Old business intelligence looked to the past to understand how the business performed and to analyze what will improve future business performance. For that historical approach to analysis, old BI relied on data stored in formatted business records usually found in data warehouses or marts. The data assembly requirements included bringing data into the system from various groups and departments within the company, as well as from vendors and channel partners outside the company. However, because this is always done after the fact, there is no need to synchronize the timing of old BI analysis with ongoing operating or financial processes at the company.
Data delivery to old BI users typically came in the form of dashboards, printed reports or data transferred into other applications, such as Microsoft PowerPoint for presentation or Excel for further analysis. Whatever form they took, the timing of the deliveries was not critical to the success of old BI.
The user group for old business intelligence was typically small and high-level, consisting largely of two groups: business analysts and financial professionals, and senior managers and executives. The decisions that resulted from old BI analysis had a relatively long-term.
focus that affected the company’s business plans, and so they were not generally time-critical with respect to day-to-day operations.
Adapting to New Business Needs for Information Access
New business intelligence, in contrast, focuses on those day-to-day operations of the company, and it is used by a wide array of line management personnel who are responsible for making decisions that drive the current business performance of their units. That difference has several implications for how much and what type of data a business intelligence application needs, what types of decisions its users make, how the business applies those decisions and the number and type of users that a BI system must serve. It also has implications for how a business intelligence system presents and analyzes data.
New BI assembles data from the business as it happens, reports on it and analyzes it. While this set of processes uses some historical data, it relies much more on current transactional information. It is not unusual for BI systems to require real-time access to data and to update its data stores several times during a day. And their mission to make operational decisions requires more types of data and more of it than the longer-term analysis of old BI.
More people use new than old business intelligence systems, and most of those people are not at that senior managerial or analytical level. As a result, new business intelligence systems have to scale to accommodate much greater user demand, which may require additional hardware and networking resources, as well as different types of software able to sustain high usage volumes. New BI systems also perform reporting and analysis differently than traditional systems.
Hurdles for New Business Intelligence Systems
Decision-making in both old and new business intelligence environments is collaborative. However, the decision latency that prevails in old BI environments was unacceptable in environments where decisions may affect business operations on the day they are made. That means that the decision-making process supported by new business intelligence has to keep moving at a fast, steady pace. To do that, new BI systems have to assemble a huge volume of data, analyze it and present it in accessible ways to many users.

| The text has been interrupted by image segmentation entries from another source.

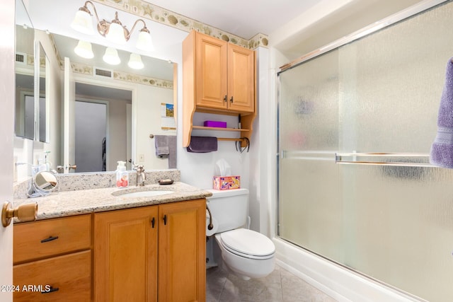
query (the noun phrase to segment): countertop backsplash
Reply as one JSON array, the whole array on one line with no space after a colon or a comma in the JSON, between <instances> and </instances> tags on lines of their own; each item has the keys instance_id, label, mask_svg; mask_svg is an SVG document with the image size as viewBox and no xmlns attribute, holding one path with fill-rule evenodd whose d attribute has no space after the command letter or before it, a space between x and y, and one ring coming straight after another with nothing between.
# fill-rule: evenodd
<instances>
[{"instance_id":1,"label":"countertop backsplash","mask_svg":"<svg viewBox=\"0 0 453 302\"><path fill-rule=\"evenodd\" d=\"M156 184L159 180L171 179L175 182L180 181L179 170L153 170L145 171L145 185ZM98 172L87 173L56 174L58 192L77 191L81 190L102 189L113 187L116 184L116 173L112 172ZM129 171L129 187L135 187L136 173ZM31 188L31 178L14 184L13 199L27 198Z\"/></svg>"}]
</instances>

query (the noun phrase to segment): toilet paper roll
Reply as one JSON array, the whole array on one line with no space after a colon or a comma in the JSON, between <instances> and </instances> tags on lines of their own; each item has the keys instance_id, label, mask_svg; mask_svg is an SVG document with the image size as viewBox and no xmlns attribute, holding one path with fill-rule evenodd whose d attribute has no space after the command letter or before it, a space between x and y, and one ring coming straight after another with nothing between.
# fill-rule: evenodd
<instances>
[{"instance_id":1,"label":"toilet paper roll","mask_svg":"<svg viewBox=\"0 0 453 302\"><path fill-rule=\"evenodd\" d=\"M206 212L206 236L211 236L215 234L217 232L217 228L219 228L219 223L217 223L217 221L215 220L215 218L212 217L212 224L214 228L212 230L207 229L207 226L210 225L210 214Z\"/></svg>"}]
</instances>

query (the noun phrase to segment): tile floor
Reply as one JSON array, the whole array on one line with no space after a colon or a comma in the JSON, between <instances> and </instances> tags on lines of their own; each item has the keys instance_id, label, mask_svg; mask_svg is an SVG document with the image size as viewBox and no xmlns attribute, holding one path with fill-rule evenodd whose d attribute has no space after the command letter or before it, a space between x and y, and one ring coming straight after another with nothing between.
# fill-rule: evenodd
<instances>
[{"instance_id":1,"label":"tile floor","mask_svg":"<svg viewBox=\"0 0 453 302\"><path fill-rule=\"evenodd\" d=\"M278 265L264 278L243 280L220 267L206 271L207 302L334 302L327 296Z\"/></svg>"}]
</instances>

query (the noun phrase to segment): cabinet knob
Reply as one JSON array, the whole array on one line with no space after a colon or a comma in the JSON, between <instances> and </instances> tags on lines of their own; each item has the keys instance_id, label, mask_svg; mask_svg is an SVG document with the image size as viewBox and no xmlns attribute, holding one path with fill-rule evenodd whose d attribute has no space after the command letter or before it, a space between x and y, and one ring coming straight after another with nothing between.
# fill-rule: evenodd
<instances>
[{"instance_id":1,"label":"cabinet knob","mask_svg":"<svg viewBox=\"0 0 453 302\"><path fill-rule=\"evenodd\" d=\"M45 291L41 291L41 294L50 294L53 293L54 291L58 291L59 290L59 288L58 287L49 286L48 288L45 289Z\"/></svg>"},{"instance_id":2,"label":"cabinet knob","mask_svg":"<svg viewBox=\"0 0 453 302\"><path fill-rule=\"evenodd\" d=\"M6 202L1 210L1 224L5 228L11 223L13 217L17 217L21 221L33 221L36 219L38 203L22 204L16 209L11 209L11 203Z\"/></svg>"}]
</instances>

Not only do the types of data presentation and analysis used in business intelligence have to be geared toward large numbers of people; few of those users have the advanced technical and analytical skills of those using old BI systems. And even if the skill levels are comparable, those users do not have the luxury of time because they need to make operational decisions immediately. They need quickly to access, absorb and act on information and analytical results.
The lack of timely access to information – latency – is one of the most difficult challenges to using business intelligence systems successfully. In one business intelligence study, for example, nearly three-quarters of respondents said that reducing the time it takes to update their data was somewhat important or very important. In addition, nearly one-quarter of the respondents said that adequate business intelligence analysis requires real-time data, and more than one-third said they require daily or more frequent updates.
Collaborative decision-making in a BI environment depends on shared data, but data access often is confined to those who use it regularly. It is critical to share information to be able to improve the quality of decisions. But many organizations do not enable collaboration or understand it to be important; this business intelligence study found only a small percentage of users who rated collaboration as a high priority.
Compounding the collaboration problem are data silos, which effectively hide data from many users. Departmental transaction data that users require for business intelligence frequently resides inaccessibly in other functional or departmental areas of the enterprise. Even when it is available, automated transfer mechanisms are not in place, so users must extract it manually, which can be difficult and time-consuming to do. It can be even more difficult to acquire data for the business intelligence platform from external sources, such as trading partners and industry associations. And some of the data may be unstructured and therefore inaccessible to older reporting tools, further compounding the problem.
Integrating data from all the disparate sources into the business intelligence environment requires intra-company and inter-partner collaboration. To enlist the cooperation of these separate units requires executive support and diligent bridge-building. What’s more, an operational extraction, transformation and loading (ETL) environment of some sort has to be present at the front of the system to automate transport of the data. This extra step can add overhead to the process, of course; as well, it sometimes can create disparity in versions of the data. An effective BI system can provide dynamic access to data across data silos, making it possible to provide real-time information to operational workers.